North Macedonia's Social Democrats on Thursday faced tough coalition talks after a razor-thin win over nationalist rivals, threatening political instability as the country prepares to start EU membership talks.
The results of Wednesday's election traced deep fault lines in a small Balkan state that has lurched from crisis to crisis in recent years.
It was the first parliamentary poll since the Social Democrats added "North" to the country's name last year -- a move that ended a decades-old dispute with Greece but was highly controversial at home.
With some 36 percent of the vote, the centre-left Social Democrats (SDSM) need allies to rebuild a government.
Protracted coalition talks could see a leadership void at a time when coronavirus infections are surging and the country's already weak economy is headed towards a pandemic-triggered recession.
"We are going into a period of hard party negotiations," said political analyst Nikola Spasov, warning of instability.
According to projections by the state election commission, the Social Democrat camp was in line for 46 seats in the 120-member assembly, followed by 44 from their right-wing rivals VMRO-DPMNE.
If Social Democrat leader and former premier Zoran Zaev fails to muster the necessary alliances, VMRO-DPMNE would be allowed to try.
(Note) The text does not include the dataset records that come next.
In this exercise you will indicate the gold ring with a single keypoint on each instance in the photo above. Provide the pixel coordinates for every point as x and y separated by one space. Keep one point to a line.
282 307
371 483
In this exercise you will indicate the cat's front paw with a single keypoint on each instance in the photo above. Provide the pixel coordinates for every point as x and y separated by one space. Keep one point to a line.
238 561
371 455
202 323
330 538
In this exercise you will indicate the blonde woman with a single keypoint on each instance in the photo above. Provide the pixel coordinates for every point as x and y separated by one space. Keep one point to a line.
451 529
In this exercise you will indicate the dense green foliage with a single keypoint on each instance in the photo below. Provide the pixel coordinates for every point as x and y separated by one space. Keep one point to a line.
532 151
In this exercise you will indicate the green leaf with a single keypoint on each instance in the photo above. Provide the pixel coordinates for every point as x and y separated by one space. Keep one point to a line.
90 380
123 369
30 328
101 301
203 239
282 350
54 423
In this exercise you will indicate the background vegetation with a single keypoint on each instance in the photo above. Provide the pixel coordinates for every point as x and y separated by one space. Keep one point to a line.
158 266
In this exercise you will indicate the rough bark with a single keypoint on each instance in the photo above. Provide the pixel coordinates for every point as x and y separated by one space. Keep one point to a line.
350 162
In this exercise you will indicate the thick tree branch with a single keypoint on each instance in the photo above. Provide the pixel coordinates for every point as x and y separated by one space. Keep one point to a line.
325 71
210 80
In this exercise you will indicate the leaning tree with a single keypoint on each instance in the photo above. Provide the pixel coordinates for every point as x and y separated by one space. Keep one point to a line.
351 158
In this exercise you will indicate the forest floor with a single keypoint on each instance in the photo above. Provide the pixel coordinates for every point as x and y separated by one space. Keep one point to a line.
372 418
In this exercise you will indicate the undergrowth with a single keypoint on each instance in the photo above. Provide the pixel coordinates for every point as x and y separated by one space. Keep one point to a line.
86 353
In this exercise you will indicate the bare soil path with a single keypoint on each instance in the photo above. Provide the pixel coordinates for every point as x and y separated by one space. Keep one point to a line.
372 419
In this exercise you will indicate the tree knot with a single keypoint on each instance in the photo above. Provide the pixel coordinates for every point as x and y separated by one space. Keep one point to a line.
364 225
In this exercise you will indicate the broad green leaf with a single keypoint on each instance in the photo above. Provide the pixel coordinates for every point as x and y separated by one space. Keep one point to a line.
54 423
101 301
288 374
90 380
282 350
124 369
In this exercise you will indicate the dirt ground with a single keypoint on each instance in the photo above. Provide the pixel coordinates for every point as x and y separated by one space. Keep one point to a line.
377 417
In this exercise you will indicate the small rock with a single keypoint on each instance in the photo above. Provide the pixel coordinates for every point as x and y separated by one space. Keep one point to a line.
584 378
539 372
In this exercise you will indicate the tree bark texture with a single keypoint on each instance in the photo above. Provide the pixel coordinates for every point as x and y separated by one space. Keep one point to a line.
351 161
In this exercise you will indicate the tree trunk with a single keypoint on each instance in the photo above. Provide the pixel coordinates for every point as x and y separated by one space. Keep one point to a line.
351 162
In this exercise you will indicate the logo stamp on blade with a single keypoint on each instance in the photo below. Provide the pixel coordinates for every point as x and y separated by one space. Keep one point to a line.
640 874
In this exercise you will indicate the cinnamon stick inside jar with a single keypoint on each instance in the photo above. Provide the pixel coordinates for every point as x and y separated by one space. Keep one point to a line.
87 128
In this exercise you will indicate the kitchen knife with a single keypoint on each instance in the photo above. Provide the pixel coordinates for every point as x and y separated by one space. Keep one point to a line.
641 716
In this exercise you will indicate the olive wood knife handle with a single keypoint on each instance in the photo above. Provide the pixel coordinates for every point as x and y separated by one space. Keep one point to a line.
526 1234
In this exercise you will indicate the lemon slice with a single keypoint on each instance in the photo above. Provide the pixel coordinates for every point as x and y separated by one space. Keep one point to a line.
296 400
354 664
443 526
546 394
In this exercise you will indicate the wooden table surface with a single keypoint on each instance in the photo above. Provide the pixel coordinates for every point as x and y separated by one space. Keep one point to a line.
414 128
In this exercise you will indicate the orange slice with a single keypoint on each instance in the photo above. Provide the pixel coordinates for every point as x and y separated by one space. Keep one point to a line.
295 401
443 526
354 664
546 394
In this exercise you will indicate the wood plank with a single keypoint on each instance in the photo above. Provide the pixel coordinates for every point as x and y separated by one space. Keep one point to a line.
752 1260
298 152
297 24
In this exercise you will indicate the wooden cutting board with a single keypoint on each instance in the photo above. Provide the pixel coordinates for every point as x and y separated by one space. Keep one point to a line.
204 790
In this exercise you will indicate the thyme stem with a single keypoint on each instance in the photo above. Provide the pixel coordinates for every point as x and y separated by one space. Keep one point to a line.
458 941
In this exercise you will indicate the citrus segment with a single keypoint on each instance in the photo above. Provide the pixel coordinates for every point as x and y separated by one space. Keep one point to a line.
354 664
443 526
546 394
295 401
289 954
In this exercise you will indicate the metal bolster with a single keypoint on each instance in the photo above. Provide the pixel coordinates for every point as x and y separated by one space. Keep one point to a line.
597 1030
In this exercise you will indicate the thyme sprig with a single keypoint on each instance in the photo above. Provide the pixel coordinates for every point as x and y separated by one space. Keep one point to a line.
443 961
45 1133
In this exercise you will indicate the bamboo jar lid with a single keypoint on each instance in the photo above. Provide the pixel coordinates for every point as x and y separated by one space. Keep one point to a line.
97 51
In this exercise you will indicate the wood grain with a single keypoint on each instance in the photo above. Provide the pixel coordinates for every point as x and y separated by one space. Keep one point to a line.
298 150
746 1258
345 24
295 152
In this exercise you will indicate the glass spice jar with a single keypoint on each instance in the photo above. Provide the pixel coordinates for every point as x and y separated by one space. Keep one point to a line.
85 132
The nationalist party has been highly critical of the name deal, which opened the door to the EU in exchange for giving Greece exclusive rights to the name Macedonia for its own neighbouring region.
Though VMRO-DPMNE has stopped short of calling for the deal's repeal, they have lambasted the accord as "treason".
- Albanian kingmakers -
The top options for junior partners are parties representing the ethnic Albanian minority, who make up around a quarter of the two million population.
In third was the Democratic Union for Integrity (DUI) with some 15 seats, followed by another rival Albanian camp with 12, according to the election commission.
But DUI, the traditional kingmaker, has this year demanded that its candidate be named prime minister in exchange for any alliance.
Zaev has previously shot down the proposal as "blackmail".
Celebrating a victory after results rolled in early Thursday, he said "our path to progress is confirmed".
"The citizens went out and voted for a clear future, for unity and solidarity, for economic patriotism, for law and order," the 45-year-old said.
Yet opposition leader Hristijan Mickoski insisted the vote still showed an appetite for change.
"This is a hard battle and we will win together," he said, noting that his party had won more votes than the Social Democrats themselves, who were in a pre-election coalition with BESA, an ethnic Albanian party.
The Social Democrats fared slightly worse than in the last poll in 2016, when they ultimately ended VMRO-DPMNE's nearly decade-long reign, a period marked by repression and corruption under now self-exiled former strongman Nikola Gruevski.
Despite the progress with the EU talks, there is a perception that Zaev has "not delivered on some of the key promises, including justice reforms", said Elena Stavrevska, a political scientist at the London School of Economics.
Low wages, high unemployment and widespread corruption have also been gnawing away at public faith in politics for years.
"We have had enough of promises, now it is time for progress," said 70-year-old Dimitar Sumkovski, a voter in the capital Skopje.
- Deadly outbreak -
The elections were held to replace a caretaker government that struggled to manage the coronavirus crisis.
With nearly 400 deaths, the landlocked country has the highest per capita fatality rate in the Western Balkans, according to official data.
The technical government took over after Zaev stepped down six months ago following the EU's initial failure to open accession talks -- a promise Brussels had made in exchange for the name change and other reforms.
The bloc later gave the green light in March, although Skopje is still waiting for a date to start formal negotiations.